Celle au cabinet bidet avec un radiateur en fonte, juste un rideau froncé, des draps de nylon et ce cheveux très long qui ne pouvait pas être à toi.
Celle aux murs de fausses pierres, moulage plastique au bruit de Tupperware avec une terrasse de béton qui donne sur la mer.
Celle de tes noces on voit le cimetière Montmartre de très haut.
Celle de Rabat avec des lits jumeaux et la prière de l’aube qui parle haut.
Celle ou chaque parcelle a gout de sel.
Celle de Paris avec une femme dans un cadre ovale. Un papier peint rayé. Un lit très grand et deux masques chirurgicaux posés en travers.
Celle où tu dors clandestinement sans faire un pli toute habillée.
Celle qui est tout en bois comme une Isba. Avec une guitare accrochée au mur. Et tu penses à « Pierre où les ambiguïtés » de Melville ce roman dont il ne te reste plus qu’un souvenir de guitare et ce prénom Isabelle. Tout autour des pins géants de trois cent cinquante ans grincent comme des mâts.
Celle d’Amsterdam qui a la taille d’une cabine de bateau avec trois lits superposés.
Celle où la mer chuchote. Avec une lune ronde qui se mire. Des goélands rieurs. Tout ça par une fenêtre grande ouverte. Et leurs sueurs a goût de pomme.
Celles des gares traversées de lueurs urbaines.
Celles des gares traversées de cris.
Celles d’une gare où tu dors avec la peur de ne pas te réveiller.
Celle d’une gare avec un néon de palmier qui clignote. C’est au nord de la France. ll fait froid. Toi tu es venues peindre des palmiers pour un théâtre. Tu trouves alors qu’il y a d’étranges coïncidences.
Celle où tu l’attends.
Celle où l’odeur de peinture vient du couloir et quand l’alarme sonne à minuit tu descends nue dans ton manteau.

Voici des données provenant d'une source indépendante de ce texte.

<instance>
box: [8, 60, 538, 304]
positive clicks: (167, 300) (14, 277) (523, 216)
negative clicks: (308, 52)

Celle qui a une armoire ancienne dans laquelle on pourrait dormir.
Celle qui a perdu son numéro, où la clé pour ouvrir est une vraie clé plus grande que ta main.
Celle d’un port avec la corne de brume enregistrée.
Celle où la mer chuchote, avec une lune ronde qui se mire, celle là j’y ai dormi
Nous sommes croisées sans le savoir
La vie est une fiction, on y va ?
Allons-y!
« Celle qui a une armoire ancienne dans laquelle on pourrait dormir. » Et l’armoire a un cran pas bien grand, dissimulé par la porte battante. Portes battantes en chaîne protégées, lasurées, protégées parce qu’elles contiennent tous les souvenirs d’une vie transmise, des livres à rebours et un peu plus encore. Il ne faudrait pas tout dire aux enfants.
… les laisser imaginer
tous ces détails, subreptices. Les cheveux laissés par une étrangère. Un monde plein d’objets qui ne sont pas que des objets et dont la présence s’étend, s’enfonce ailleurs… Cela me fait penser à ces schémas de l’espace temps, où l’on observe ces planètes et matériaux très volumineux qui s’enfoncent dans une dimension que la cognition peine à intégrer : ça s’enfonce quelque part et ça courbe quelque chose qui nous échappe.
je vais réfléchir à ce que vous écrivez. Cela ouvre quelque chose . Merci
C’est bon ce rythme et cette répétition de « celle » en tout début de phrase. On découvre en peu de mots tout un univers suggéré…
Merci à vous (cherché cette litanie des chambre )
Ce rêve de dormir/écrire dans celle comme une Isba. Ce qu’ils doivent raconter les pins géants ! Échapper/fuir celles des gares.
Merci Jerôme …
Miracle de ce hasard des textes. Il me fait retrouver un lieu que je n’oublie jamais. Merci Nathalie Holt.